Nearly 20 years ago, I asked for nitrox 32 while diving in Cozumel, and the dive operator would only let me use it for one dive. The other dive had to be on air. That was pretty standard procedure when nitrox first stated to get used there. The DM would not let me use it on the first dive, planned to 80 feet. He gave the whole boat a lecture about why it was so dangerous to dive 32% nitrox on a dive planned to 80 feet--you might lose buoyancy control and suddenly plunge more than 30 feet and immediately die a horrible death. I could only use it on the dives planned for a max of 50-60 feet, with a hard sand bottom below us.
A few years later I was diving with a different operator, and they let me use it on both dives. Everyone on the boat was pretty experienced, and they noted that I was the only one allowed to use nitrox on the first dive. They deduced that I must be someone special. (I was an instructor by then, but I didn't think that was so special.)
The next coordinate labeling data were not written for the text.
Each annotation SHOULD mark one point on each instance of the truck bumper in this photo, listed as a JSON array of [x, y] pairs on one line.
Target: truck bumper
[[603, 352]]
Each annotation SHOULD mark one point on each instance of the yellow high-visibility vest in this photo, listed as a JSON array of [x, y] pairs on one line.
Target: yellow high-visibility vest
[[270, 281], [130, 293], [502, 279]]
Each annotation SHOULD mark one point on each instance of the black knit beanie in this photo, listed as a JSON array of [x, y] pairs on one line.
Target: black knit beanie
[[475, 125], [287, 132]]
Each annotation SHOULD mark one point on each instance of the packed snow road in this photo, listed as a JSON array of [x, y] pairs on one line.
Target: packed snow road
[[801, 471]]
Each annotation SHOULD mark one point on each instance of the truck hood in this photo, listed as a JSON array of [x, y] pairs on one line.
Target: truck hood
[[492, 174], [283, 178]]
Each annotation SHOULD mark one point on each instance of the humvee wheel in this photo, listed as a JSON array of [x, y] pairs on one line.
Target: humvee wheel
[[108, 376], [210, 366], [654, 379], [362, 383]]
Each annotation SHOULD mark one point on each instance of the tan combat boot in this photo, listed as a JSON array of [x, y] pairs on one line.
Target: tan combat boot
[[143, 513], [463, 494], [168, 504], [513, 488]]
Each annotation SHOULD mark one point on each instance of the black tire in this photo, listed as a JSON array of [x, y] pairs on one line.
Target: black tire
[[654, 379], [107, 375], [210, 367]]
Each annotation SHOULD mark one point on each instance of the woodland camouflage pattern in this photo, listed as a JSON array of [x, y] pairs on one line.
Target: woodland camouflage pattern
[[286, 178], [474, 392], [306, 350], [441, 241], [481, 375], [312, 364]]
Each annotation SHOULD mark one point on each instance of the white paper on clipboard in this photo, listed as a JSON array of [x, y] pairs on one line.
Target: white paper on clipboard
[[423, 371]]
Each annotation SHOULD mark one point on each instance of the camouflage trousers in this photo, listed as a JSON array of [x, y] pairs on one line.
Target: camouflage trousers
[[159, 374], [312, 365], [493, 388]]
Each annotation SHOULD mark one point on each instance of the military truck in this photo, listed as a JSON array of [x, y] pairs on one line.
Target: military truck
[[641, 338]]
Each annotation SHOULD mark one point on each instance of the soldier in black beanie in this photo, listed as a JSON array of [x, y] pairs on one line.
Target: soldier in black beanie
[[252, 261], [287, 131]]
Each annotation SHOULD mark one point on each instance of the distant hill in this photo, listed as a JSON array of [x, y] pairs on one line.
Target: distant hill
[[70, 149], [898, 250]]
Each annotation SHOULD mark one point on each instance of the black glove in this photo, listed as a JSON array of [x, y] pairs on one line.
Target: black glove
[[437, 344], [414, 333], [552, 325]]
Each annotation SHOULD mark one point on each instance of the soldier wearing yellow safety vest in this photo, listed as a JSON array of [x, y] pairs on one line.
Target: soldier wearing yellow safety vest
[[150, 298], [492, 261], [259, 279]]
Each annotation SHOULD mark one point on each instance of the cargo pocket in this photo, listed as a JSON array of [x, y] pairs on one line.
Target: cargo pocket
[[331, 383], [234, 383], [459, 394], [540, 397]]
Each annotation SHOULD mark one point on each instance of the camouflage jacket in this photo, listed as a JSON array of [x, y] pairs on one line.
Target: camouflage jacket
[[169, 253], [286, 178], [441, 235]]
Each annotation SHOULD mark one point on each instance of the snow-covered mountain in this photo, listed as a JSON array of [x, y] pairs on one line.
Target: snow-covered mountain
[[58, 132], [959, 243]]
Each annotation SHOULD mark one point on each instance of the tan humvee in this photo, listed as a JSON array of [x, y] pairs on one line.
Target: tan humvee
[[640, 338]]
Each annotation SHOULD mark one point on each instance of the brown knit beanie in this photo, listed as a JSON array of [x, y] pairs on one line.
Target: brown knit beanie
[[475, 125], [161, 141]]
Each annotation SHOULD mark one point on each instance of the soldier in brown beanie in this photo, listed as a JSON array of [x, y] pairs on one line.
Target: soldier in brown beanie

It is completely different today. I was in Cozumel this past June, and everyone on our boat used 32% for both dives, including the Devil's Throat dive where we were briefly at about 125 feet. No big deal.
Thinking on nitrox has changed dramatically over the years. In the early 1990s, presentations on nitrox were not allowed at the annuual DEMA show--too dangerous even to talk about it. When I was first certified for it, my exam was 50 questions, with lots of math using a number of equations. It was one of the hardest exams I have ever done at any level in scuba. Today the exam is a piece of cake. The hardest part of the old exam was the calculations for pulmonary oxygen toxicity--it isn't even in the course today.
So the the thinking on the dangers of nitrox has changed dramatically, but some people are still deep into old school thinking.